Just because I live in an apartment in Double Bay, doesn’t mean I forget where I come from. I’ll always be a Westie, western suburbs that is. I’m a cairn terrier cross.

Our first trip to the Double Bay dog park was enlightening, for the woman. You see, when we walked around Liverpool, we didn’t see any other dogs. She didn’t get to see Five Kilos of Fury in action. That’s what the guys called me, back home. Here in the east they just think I’m trouble.

Small dog syndrome. That’s what they say to me. And I take offense to that. I AM a small dog. There’s no syndrome about it. What that means is that I am an easy target for any mother trucker bigger than me. Which equates to about 97.8% of the population. And yes, I have been attacked before and no, I don’t want to go into it. Just like I shy away from hoses and water. Something bad happened to me, real bad. But it’s in the past and I have moved on.
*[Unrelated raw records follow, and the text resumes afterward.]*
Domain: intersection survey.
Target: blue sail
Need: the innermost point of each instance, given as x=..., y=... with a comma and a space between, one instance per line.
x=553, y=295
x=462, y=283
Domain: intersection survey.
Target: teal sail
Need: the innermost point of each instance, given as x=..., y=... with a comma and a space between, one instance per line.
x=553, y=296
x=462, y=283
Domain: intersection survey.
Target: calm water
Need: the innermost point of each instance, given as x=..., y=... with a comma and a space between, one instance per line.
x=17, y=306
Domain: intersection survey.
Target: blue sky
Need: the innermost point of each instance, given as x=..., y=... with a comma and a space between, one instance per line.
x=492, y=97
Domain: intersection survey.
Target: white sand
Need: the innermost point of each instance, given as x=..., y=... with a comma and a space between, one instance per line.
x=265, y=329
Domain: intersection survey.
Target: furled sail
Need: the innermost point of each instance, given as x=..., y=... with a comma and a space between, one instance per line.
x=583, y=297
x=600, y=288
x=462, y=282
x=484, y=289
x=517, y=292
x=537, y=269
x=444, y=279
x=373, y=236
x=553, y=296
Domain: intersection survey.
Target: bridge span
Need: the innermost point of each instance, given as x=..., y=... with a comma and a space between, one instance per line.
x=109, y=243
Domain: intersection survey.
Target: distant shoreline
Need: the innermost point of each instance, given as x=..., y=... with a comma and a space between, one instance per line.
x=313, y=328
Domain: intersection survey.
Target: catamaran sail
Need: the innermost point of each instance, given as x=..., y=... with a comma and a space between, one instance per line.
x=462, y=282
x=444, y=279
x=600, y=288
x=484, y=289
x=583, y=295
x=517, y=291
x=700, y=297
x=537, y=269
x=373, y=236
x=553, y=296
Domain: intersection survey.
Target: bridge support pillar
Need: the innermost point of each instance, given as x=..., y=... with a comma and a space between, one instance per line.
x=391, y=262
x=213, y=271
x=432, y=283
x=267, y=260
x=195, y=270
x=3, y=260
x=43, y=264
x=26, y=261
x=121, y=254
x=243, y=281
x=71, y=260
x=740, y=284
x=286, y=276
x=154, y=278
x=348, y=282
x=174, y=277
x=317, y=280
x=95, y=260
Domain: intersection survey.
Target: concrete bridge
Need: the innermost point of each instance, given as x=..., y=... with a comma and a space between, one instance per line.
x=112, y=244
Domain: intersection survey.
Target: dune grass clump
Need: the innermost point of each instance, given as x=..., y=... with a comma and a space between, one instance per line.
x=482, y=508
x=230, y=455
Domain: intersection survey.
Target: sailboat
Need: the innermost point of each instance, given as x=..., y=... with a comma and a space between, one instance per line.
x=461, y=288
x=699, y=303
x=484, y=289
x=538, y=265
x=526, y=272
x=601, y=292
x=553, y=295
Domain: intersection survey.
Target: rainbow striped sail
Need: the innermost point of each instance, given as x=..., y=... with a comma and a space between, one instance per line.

As a result though I live by one rule. The only defence is a good offence. If I see or smell another dog coming my way, it’s game on mofo. I let them know, well and truly in advance that if they come any closer it’s at their own risk. I might start yelling something like:

“I see you! I know you’re there! Don’t come any closer or I won’t be held responsible if I tear you paw from paw. I may be small but I got moves your nightmares are made of!”

At this point, most of my fellow canines get the message and give me a wide berth. But there are those who come closer and they either want to get in the ring, or befriend me.

For those who want to get in the ring I’m like, “Ok, lets do this you big dumb bag of fleas, get over here and say your prayers.” For those that want to befriend me, I tell them to take their preaching elsewhere, I’ve seen too much to fall for their cavoodle ways.

Our first trip to the dog park was diabolical. I mean, I had fun – yelling and snarling and snapping. The woman freaked out, she ended up carrying me home, trying to hold my head into her chest. Like that was going to help. The adrenaline already coursing through me was intense, I was primed.

Little did I know the lengths they would go to try and “sort me out”. You see, you can’t change who you are, not at your core.

And just because I live in an apartment in Double Bay, doesn’t mean I forget where I come from. I’ll always be a Westie, western suburbs that is. I’m a cairn terrier cross.